O my God, make them like the whirling dust,
Like chaff before the wind.
Let there be no rest for the wicked.
From Calvin’s Commentaries in the mid 1500s.
The setting for this commentary on this Psalm was during a time when the true Church was about to be remembered no more. Calvin’s view in the midst of that time then is very interesting.
The same Spirit who inspired that pious king with such invincible fortitude dictated this psalm for the benefit of the whole Church, to encourage her with unhesitating confidence to betake herself to God for aid. And in our own day he sets before us these words, in order that no danger or difficulty may prevent us from calling upon God. When the whole world may conspire together against us, we have as it were a wall of brass for the defense of Christ’s kingdom in these words, “Why do the heathen rage?” etc., (Ps 2:1.)
It will be in no small degree profitable to us to contemplate this as an example in which we have represented to us, as in a mirror what has been the lot of the Church of God from the beginning. This, if rightly reflected upon, will keep us at the present day from being unduly dejected when we witness the whole world in array against us.
We see how the Pope has inflamed the whole world against us with diabolical rage.
Hence it is, that in whatever direction we turn our eyes, we meet with just so many hostile armies to destroy us. But when we have once arrived at a settled persuasion that no strange thing happens to us, the contemplation of the condition of the Church in old time will strengthen us for continuing in the exercise of patience until God suddenly display his power, which is perfectly able, without any created aid, to frustrate all the attempts of the world.
Patience is a virtue in times like ours. Knowledge of the acts of God can quiet the troubled heart and increase our endurance in the cause of good. May it be so with everyone who has his hope fixed on You, Lord. And let the wicked be devoid of such peace.
The following is taken directly from The Treasury of David by Spurgeon.

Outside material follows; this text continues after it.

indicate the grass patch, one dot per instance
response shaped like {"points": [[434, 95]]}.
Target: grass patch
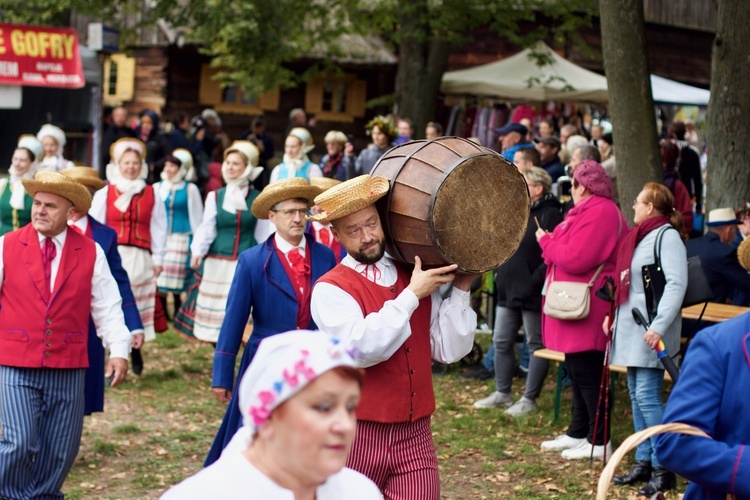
{"points": [[127, 429], [158, 428], [105, 448]]}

O my God, make them like a wheel; like a rolling thing which cannot rest, but is made to move with every breath. Let them have no quiet. May their minds eternally revolve and never come to peace. Blow them away like thistle down,
as the stubble before the wind. Scatter them, chase them, drive them to destruction. Every patriot prays thus against the enemies of his country, he would be no better than a traitor if he did not.